He had no idea what he was going to do – or what he could do. His tired, ragged brain revealed to him that there were no options. He certainly couldn’t go to the police. He had no idea what Northcote would do next or where he would go and so there was no hope of recapturing him. And, of course, his dream of using him as a scapegoat was in tatters.
Or was it?
Oh, God, he didn’t know. He just couldn’t think straight.

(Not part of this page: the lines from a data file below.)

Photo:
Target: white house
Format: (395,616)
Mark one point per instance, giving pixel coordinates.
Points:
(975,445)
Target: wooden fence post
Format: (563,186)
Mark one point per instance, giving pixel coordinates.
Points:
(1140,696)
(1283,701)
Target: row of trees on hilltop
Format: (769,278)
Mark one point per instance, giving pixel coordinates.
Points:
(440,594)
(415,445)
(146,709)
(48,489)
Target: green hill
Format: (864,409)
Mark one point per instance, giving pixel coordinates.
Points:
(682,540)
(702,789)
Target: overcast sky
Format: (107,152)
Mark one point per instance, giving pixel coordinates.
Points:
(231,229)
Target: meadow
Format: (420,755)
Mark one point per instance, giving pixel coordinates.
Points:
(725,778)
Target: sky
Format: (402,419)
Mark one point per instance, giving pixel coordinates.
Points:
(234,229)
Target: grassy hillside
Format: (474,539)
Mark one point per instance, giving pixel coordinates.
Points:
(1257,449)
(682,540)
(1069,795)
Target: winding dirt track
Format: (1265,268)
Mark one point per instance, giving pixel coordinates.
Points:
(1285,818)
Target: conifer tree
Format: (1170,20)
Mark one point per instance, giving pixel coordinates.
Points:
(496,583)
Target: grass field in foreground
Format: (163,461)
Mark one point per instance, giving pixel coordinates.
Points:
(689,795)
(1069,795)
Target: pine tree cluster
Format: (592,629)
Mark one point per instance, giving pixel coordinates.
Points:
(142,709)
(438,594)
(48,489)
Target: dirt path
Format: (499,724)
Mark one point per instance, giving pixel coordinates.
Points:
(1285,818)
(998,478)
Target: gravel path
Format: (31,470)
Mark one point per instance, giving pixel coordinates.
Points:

More brandy might help. He reached out for the bottle.
* * *
In the shady environs of Cartwright Gardens, Dr Ralph Northcote waited for the dark. He had found himself cheap lodgings in the King’s Cross area and was now ready – more than ready after years of incarceration – to kill. There would be an extra frisson to the act tonight, not just because it would be the first time in years, although this fact was mightily significant to him, but also because he would fatally wound that traitorous swine, Sexton. Sitting on a bench in the shadow of a large plane tree, he watched the moon as it grew brighter while the blue of the evening sky deepened. Soon it was an eerily yellow orb hanging against an indigo setting. A hunter’s moon and he was a very eager hunter indeed.
* * *
There was one stretch of the Caledonian Road, about half a mile from King’s Cross Station, that to Sally Hopkins’s mind was darker than the rest. She knew that the blackout was the blackout, but somehow this section seemed to have an added layer of inky darkness. There was a line of tall, blank featureless commercial buildings which towered above the road, standing like grim sentries which seemed to her vivid imagination, as though they were waiting to pounce on an unsuspecting pedestrian. Every night when she walked home after her stint as a barmaid in one of the public houses up by the station, her pace quickened when she reached this part of her route. She knew she was being illogical, but she couldn’t help her feelings. And tonight strangely she felt more frightened than usual.
She had good reason.
Suddenly a dark shape stepped out in front of her, causing her to collide with it. Sally Hopkins gave out a little scream but her attention was immediately taken by the sudden pain in her abdomen. She pulled away from the figure, the pain increasing, but the man – she now recognised the shape as a man – came towards her again and thrust something towards her stomach. She moaned with pain and sank to the floor. Feeling dizzy and faint, she gazed up at her assailant and saw that he was holding what appeared to be a knife. As consciousness faded, she became aware of the wetness that was seeping through the material of her coat.
Blood.
The man knelt down beside her and without a word, stabbed her again, this time twisting the knife in the wound. She hadn’t the energy to cry out. Her mouth opened, spittle dripped down her chin and then her head fell back on the pavement.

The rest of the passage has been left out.